Daft Punk, Guy-Manuel de Homem-Christo aka (Guy-Man) and Thomas Bangalter, met in 1987 in the Parisian school, Lyceé Carnot. The duo formed a rock ‘n’ roll band with a school friend called Laurent Brancowitz in 1992 going by the name Darlin’ (after The Beach Boys song, of which they later covered).
A Melody Maker journalist described their take on music as “a daft punky thrash”, and concurrently birthed the international household name we’re familiar with today. After a very short lived success the group disbanded, leaving de Homem-Christo and Bangalter without an outlet. They soon started experimenting with sampling, synth loops and drum machines that were quickly becoming more prevalent in the French house scene.
The 70s were exceptionally important in Daft Punk’s musical journey. Before either of our helmeted heroes could even pick up a plectrum, Germany’s Kraftwerk, a self-proclaimed ‘robot-pop’ group, were paving the way in European techno and primitive hip-hop. Kraftwerk worked with drum machines and digital metronomes, pivotal instrumentation in the development of this new minimalistic and artificial sound. Meanwhile, on the East coast of America, a rapidly growing movement in disco (Sister Sledge, Chic), hip-hop (Run-DMC) and soul was swiftly advancing and it would eventually carve elements of Daft Punk’s sound at the beginning of the 21st century. In 1997 the group release their debut studio album, Homework, after a trio of successful singles (‘The New Wave’, ‘Da Funk’ and ‘Mystique’) with Virgin Records. The album sold well and charted in fourteen counties.
It’s safe to assume that Daft Punk may have taken Kraftwerk’s self-assessment a bit too literally and quickly began work on their famous guises; however there was a genus of Daft Punk before the pristine Yves Saint Laurent suits and dramatic robot headgear. In their formidable years our lads would simply don cheap Halloween masks to obscure their identity and ever since, they’ve managed to avoid the photographic capture.
Somewhere towards the end of the century and just before the birth of the Discovery album the helmets were soldered on, rumoured to have cost around $65,000 to produce, each being capable of displaying scrolling text and housing thousands of LED lights that would react and sync with their music.
2001 brought the release of the groups most acclaimed and recognised album, Discovery. The record was massively successful and peaked at two in the UK charts, forty-four in the United States and was triple-platinum in France by 2007. The album provided itself as a soundtrack to the anime film Interstella 5555: The 5tory of the 5ecret 5tar 5ystem, and each single exhibited a different extract of the film. ‘One More Time’, ‘Digital Love’ and ‘Harder, Better, Faster Stronger’ firmly put Daft Punk on not just the house and techno map, but introduced them to a mainstream fame. ‘Something About Us’ was the sixth and final single to be released from Discovery, however it went almost unrecognised and didn’t chart well. I personally feel it’s massively important and should be viewed as the potential building blocks of the future, exhibiting licks of not just techno and disco but a soul element that has reared its much more evolved head in the 2013 album, Random Access Memories.

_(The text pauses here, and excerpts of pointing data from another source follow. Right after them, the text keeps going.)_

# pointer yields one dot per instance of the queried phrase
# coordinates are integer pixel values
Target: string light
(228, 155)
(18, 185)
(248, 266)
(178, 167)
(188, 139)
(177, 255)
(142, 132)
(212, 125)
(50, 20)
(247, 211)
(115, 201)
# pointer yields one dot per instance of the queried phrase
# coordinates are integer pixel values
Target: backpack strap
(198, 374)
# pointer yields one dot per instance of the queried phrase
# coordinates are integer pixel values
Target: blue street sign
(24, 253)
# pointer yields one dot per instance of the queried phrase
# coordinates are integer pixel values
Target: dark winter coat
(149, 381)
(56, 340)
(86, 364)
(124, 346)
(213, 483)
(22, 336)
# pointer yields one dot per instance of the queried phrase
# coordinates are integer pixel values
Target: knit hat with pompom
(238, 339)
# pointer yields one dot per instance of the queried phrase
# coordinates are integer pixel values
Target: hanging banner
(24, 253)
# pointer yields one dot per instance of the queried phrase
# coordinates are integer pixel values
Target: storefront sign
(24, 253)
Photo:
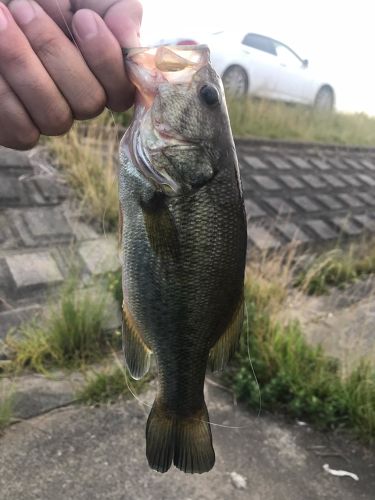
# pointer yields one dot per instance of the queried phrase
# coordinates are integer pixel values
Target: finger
(28, 79)
(61, 59)
(17, 131)
(60, 11)
(124, 20)
(103, 55)
(123, 17)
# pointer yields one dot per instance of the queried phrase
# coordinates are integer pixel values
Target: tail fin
(185, 441)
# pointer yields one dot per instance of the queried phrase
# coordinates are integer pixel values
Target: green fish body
(183, 243)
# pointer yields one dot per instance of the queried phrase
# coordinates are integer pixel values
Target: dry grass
(276, 120)
(88, 157)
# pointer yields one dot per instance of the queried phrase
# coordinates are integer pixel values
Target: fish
(183, 245)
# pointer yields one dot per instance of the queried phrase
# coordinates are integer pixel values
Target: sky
(337, 37)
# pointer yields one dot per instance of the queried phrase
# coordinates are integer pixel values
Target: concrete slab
(100, 256)
(33, 269)
(88, 453)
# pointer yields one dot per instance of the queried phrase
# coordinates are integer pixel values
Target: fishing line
(143, 403)
(256, 381)
(124, 371)
(110, 112)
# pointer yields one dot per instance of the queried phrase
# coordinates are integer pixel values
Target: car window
(259, 42)
(286, 56)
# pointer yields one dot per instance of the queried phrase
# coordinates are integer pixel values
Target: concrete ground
(87, 453)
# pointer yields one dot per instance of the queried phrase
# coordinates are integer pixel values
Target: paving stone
(254, 162)
(314, 181)
(299, 162)
(279, 162)
(262, 238)
(333, 181)
(321, 164)
(368, 164)
(346, 226)
(51, 189)
(365, 221)
(353, 164)
(12, 158)
(253, 210)
(351, 180)
(350, 200)
(33, 270)
(292, 232)
(266, 182)
(338, 163)
(370, 181)
(9, 191)
(306, 203)
(47, 223)
(100, 256)
(280, 206)
(292, 182)
(368, 198)
(321, 229)
(329, 201)
(11, 320)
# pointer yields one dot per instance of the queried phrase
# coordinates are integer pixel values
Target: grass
(87, 157)
(337, 268)
(6, 411)
(296, 378)
(276, 120)
(109, 386)
(88, 154)
(69, 334)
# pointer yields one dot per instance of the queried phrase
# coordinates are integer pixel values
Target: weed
(109, 386)
(6, 410)
(88, 157)
(337, 268)
(70, 333)
(297, 378)
(277, 120)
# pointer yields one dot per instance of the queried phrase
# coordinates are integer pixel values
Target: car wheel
(325, 99)
(235, 81)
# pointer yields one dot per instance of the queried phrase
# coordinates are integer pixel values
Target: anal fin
(137, 354)
(227, 344)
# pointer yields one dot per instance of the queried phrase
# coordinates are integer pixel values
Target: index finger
(123, 18)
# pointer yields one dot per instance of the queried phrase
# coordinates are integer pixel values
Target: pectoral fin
(227, 344)
(161, 231)
(137, 354)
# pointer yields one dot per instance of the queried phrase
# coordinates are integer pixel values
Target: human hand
(45, 81)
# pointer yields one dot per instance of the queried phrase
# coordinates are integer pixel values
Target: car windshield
(259, 42)
(286, 56)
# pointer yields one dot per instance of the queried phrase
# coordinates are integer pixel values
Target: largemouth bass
(184, 240)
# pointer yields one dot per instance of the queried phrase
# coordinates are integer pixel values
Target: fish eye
(209, 95)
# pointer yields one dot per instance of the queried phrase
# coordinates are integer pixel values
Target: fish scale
(184, 251)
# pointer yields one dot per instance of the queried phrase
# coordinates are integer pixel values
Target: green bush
(69, 334)
(109, 386)
(299, 379)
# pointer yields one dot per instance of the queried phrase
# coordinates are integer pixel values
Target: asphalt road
(87, 453)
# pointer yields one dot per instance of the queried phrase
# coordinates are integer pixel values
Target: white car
(263, 67)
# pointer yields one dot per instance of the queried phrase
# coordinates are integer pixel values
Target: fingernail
(85, 25)
(23, 11)
(3, 20)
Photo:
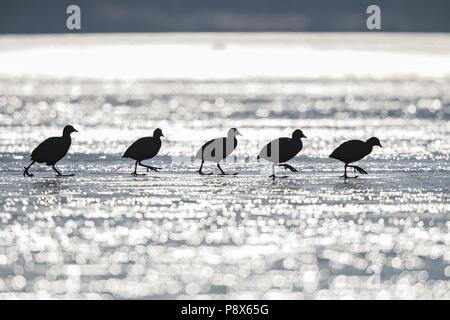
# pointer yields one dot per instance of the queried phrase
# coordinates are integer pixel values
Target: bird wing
(350, 151)
(210, 144)
(143, 148)
(50, 150)
(280, 150)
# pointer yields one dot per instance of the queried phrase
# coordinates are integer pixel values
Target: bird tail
(360, 170)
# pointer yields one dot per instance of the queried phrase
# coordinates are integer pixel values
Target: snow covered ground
(175, 234)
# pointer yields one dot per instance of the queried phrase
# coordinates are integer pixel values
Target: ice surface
(175, 234)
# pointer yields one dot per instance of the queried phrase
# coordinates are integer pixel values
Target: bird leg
(286, 166)
(149, 167)
(202, 173)
(273, 176)
(26, 173)
(59, 174)
(134, 173)
(345, 176)
(359, 169)
(223, 172)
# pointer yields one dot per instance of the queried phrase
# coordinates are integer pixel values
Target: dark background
(49, 16)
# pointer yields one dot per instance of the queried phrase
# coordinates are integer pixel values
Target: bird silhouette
(354, 150)
(282, 150)
(51, 151)
(143, 149)
(218, 149)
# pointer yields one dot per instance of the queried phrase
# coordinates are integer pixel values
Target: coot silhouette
(354, 150)
(51, 151)
(143, 149)
(218, 149)
(282, 150)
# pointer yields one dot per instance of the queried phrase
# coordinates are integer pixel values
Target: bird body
(288, 148)
(218, 149)
(282, 150)
(144, 149)
(352, 151)
(52, 150)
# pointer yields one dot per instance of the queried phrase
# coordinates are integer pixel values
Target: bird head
(298, 134)
(374, 141)
(68, 130)
(233, 132)
(157, 133)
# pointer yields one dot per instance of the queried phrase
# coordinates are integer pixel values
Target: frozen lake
(175, 234)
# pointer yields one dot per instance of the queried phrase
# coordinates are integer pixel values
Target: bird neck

In 2005 the duo released their third studio album, Human After All of which received very mixed reviews – supposedly created as a counterpoint to the their 2001 studio release. Fans cited it as repetitive and noted that it wasn’t as ‘fun’ as the groups previous release. Luckily the tour that followed (Alive) put all the naysayers back in their seats, reimbursed the lost revenue and set the journalists straight with their poor reviews. Bangalter commented, “We were definitely seduced at the time by the idea of doing the opposite of Discovery.” He compared the deliberately unpolished record to ‘an unworked stone’. The album was essentially produced with a couple of guitars and an automated drum machine, and was mixed and boxed in four weeks. Probably not their greatest move, but at the time it was noted that Daft Punk thought of it as their best work to date.
After the aforementioned 2007 tour, the trail went cold for Daft Punk until they magically appeared in the 2010 Disney sci-fi blockbuster, Tron. The boys were brought in to compose the soundtrack and received a cameo appearance in the club scene providing the entertainment.
Almost three long years passed without a peep from our petit protégés until the duo let slip that they had something in the pipeline in early 2013, and of course thus came the highly acclaimed drip fed marketing campaign of Random Access Memories.